[Pitch] Make Collection Super-Convenient and Retire Sequence

I like this proposal and @bjhomer’s suggestion of a typealias.

Infinite collections have to be processed lazily therefore why not make lazy collections single pass and potentially infinite? Whereas non-lazy collections are by definition finite and multipass. Further lazy collections cannot be used in for loops, that way there is no possibility of nested for loops contravening the single pass requirement.

I just updated the proposal to include @bjhomer's suggestion.

2 Likes

Seeing this as a complete pitch, I have moved from agnostic to positive about making this change to Sequence. In particular, I agree that most Sequences that are currently single-pass are accidentally so, because of the relative ease of conforming to Sequence vs Collection, and providing an equally simple way to define a Collection is a very nice solution to this issue.

I got a couple of private questions about this pitch this morning, which I'll answer here:

  1. Q: If a collection can be infinite, what is count going to do? A: it can loop forever, just like an implementation of max() might for an infinite Sequence of Floats today, or it can trap, like a recursive implementation of the same method might.
  2. Q: What will happen to the sequence() functions? A: they would automatically continue to work, but would now create a conforming Collection. As with everything that newly gains a Collection conformance, it would be up to the user to ensure multipass behavior (usually by inspection but at worst by using something like GeneratorCollection).

I think I'd describe my current opinion of this plan as "cautiously optimistic." It's really interesting that the source compatibility issues are actually lessened by just aliasing Sequence than the inversion you originally described. For example, in cases where someone has extended Sequence, those extensions should still work for any types that they did before.

One way of thinking about this change is that it's adding a new way to build a custom Collection type — before, you had to provide, at minimum, lower and upper index bounds and an (Index) -> Element subscript, now you'll be able to just provide a () -> Element? method and be done with it. Even though there won't be a separate protocol, this fits well with the existing Collection hierarchy in that if you need a bit more performance you can often just do a bit more work in your implementation. In a way we'd still have the same hierarchy:

protocol benefits considerations
Collection (via next() [née Sequence]) easy to implement forward traversal only, unoptimized index type
Collection (via indexes) better indexing performance forward traversal only, custom index types can be more work
BidirectionalCollection backward traversal need to add index(before:)
RandomAccessCollection better overall performance need to handle offsets and distance
11 Likes

There's one part of your table I don't follow — how do you get better indexing performance by implementing custom indexes? SequenceIndex keeps a reference to its element so you can return that in O(1) time.
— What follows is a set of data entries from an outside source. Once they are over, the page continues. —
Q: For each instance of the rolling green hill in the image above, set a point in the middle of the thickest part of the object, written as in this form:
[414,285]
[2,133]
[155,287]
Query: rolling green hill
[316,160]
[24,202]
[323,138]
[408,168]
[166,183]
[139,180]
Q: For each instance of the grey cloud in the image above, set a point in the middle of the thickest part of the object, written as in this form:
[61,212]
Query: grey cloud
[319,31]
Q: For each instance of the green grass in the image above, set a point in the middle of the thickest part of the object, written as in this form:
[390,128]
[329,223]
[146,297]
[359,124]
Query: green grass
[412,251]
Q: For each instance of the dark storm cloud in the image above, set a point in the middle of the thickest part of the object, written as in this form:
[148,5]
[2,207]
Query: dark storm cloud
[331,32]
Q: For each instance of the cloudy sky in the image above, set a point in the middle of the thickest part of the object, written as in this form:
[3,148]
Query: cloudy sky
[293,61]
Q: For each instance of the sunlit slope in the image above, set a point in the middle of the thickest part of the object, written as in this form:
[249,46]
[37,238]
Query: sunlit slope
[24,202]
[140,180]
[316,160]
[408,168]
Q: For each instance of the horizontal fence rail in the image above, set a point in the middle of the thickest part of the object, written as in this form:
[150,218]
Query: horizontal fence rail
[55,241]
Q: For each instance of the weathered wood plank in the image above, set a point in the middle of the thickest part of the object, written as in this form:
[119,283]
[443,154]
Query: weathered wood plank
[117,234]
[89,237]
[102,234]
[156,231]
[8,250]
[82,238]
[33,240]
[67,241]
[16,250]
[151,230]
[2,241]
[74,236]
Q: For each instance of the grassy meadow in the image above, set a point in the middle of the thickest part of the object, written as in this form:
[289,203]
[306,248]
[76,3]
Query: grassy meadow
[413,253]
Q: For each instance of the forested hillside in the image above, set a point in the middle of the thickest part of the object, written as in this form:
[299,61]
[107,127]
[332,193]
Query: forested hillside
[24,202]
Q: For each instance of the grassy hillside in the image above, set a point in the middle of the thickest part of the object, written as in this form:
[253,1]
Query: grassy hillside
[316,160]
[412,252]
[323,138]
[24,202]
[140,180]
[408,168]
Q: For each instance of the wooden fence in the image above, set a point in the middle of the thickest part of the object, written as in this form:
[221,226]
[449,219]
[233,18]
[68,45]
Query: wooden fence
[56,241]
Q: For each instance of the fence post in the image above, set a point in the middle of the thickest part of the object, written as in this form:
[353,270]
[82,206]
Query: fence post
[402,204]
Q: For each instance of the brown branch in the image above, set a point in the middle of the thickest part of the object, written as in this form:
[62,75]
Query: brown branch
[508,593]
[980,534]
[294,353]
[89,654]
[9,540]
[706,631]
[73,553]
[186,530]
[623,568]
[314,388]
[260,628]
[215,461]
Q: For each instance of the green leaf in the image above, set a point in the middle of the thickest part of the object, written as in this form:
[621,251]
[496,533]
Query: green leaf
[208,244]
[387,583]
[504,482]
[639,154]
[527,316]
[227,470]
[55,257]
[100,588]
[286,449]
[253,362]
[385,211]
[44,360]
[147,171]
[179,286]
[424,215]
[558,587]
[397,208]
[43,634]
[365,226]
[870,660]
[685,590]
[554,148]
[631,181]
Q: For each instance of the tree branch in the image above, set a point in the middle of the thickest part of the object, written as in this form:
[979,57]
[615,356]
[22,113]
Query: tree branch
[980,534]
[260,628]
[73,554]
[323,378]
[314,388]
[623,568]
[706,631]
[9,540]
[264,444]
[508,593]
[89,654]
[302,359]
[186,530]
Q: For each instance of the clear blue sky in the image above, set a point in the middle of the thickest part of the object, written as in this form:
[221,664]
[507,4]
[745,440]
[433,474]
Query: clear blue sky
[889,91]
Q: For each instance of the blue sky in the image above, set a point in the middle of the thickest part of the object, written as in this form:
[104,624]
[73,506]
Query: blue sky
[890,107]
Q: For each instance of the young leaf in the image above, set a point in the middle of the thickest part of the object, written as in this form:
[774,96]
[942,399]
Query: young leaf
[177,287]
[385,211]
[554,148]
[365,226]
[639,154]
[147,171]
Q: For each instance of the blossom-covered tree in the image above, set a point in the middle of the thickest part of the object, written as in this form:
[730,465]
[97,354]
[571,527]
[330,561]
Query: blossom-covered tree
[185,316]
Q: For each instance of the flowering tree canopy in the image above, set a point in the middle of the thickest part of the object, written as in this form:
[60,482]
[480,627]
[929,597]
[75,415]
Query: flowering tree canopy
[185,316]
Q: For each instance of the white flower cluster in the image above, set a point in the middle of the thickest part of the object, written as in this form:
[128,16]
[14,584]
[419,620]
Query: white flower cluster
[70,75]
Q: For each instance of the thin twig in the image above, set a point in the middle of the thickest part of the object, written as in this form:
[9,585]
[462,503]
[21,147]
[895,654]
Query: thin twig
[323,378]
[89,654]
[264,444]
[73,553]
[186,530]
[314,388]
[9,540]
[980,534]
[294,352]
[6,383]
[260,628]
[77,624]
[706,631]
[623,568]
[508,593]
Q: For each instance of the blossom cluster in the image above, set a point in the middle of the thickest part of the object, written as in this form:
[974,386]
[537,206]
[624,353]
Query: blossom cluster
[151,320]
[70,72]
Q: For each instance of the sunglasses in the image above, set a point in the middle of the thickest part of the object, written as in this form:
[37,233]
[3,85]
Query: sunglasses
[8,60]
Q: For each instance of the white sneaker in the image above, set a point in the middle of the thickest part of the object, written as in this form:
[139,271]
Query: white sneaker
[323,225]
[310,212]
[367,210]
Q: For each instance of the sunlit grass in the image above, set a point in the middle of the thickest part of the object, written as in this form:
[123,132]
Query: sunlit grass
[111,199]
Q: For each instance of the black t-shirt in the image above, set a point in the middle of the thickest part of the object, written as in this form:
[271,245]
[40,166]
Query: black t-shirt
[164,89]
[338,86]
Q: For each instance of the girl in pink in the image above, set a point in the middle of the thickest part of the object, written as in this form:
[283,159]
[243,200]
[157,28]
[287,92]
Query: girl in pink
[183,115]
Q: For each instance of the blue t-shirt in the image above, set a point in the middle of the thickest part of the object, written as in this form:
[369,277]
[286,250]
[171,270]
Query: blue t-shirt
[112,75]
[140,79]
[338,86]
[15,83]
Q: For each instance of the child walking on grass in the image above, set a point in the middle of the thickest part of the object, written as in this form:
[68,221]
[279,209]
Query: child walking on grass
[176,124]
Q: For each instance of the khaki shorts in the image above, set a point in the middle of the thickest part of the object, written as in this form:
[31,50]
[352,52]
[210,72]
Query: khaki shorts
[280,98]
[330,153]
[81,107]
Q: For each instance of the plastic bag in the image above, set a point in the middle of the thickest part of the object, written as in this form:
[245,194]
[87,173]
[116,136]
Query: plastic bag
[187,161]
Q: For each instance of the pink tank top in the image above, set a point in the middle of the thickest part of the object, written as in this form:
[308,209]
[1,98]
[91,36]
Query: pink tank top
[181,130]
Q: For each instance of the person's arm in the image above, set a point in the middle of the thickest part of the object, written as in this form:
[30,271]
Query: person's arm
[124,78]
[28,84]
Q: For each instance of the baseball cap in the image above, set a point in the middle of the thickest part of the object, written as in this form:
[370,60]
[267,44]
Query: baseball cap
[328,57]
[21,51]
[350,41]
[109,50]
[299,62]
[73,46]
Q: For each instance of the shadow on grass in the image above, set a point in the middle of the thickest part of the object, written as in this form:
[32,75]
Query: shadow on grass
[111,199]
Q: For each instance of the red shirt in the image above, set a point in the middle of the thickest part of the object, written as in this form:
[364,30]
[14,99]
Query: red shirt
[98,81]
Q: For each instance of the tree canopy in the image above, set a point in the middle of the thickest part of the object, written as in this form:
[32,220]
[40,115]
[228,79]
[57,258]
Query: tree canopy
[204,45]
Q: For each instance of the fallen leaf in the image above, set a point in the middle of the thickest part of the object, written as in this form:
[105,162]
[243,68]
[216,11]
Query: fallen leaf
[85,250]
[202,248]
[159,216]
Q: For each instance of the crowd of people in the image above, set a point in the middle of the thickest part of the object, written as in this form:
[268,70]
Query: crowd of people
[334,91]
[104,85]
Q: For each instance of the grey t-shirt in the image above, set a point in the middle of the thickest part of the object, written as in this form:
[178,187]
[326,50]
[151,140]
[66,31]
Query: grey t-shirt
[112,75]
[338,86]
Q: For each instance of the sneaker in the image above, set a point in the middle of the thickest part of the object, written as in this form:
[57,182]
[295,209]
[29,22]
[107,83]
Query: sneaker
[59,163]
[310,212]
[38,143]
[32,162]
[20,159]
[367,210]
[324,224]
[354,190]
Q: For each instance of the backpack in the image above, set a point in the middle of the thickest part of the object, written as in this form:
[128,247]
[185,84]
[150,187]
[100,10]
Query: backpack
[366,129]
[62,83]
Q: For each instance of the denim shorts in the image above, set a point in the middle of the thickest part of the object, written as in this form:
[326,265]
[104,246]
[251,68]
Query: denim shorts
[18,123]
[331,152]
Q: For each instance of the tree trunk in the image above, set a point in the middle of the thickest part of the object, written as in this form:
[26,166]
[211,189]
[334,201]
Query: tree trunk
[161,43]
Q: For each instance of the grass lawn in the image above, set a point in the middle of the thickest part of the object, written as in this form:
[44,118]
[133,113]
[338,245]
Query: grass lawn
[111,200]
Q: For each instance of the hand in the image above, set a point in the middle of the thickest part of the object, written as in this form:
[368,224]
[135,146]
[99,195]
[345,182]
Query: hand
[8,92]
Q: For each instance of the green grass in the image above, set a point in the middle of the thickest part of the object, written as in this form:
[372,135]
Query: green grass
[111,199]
In fact, you might be able to remove that entirely, because calling next() on Base.Iterator should give you the same value?

Regarding the proposal as a whole — I'm not sure. It seems a lot like using a sledgehammer to crack a nut, although it does solve a problems. My preference is still towards semantically changing Sequence to be multipass (a la [Pitch] Remove the single-pass requirement on Sequence), purely for the limited effects on existing source, but Dave's pitch also solves the associatedtype weirdness when jumping from Sequence to Collection.

The index that you get if you just write the next() method is pretty heavyweight—each index needs to contain an Int counter, the element at that index, and the full iteration state. If you can write a smaller index type (or even use Int or something!) you should get better performance.

Of course, this is a case where you should really only need to optimize this if it's causing problems. If you just need to create a lightweight sequence type and then iterate it, you wouldn't even be touching any of the indices.

2 Likes

This demonstrates that it's possible. It's a tradeoff between storing the element and calling the next() function twice as often in an advance-index-and-subscript loop. I think storing the element probably wins, but it's just a guess.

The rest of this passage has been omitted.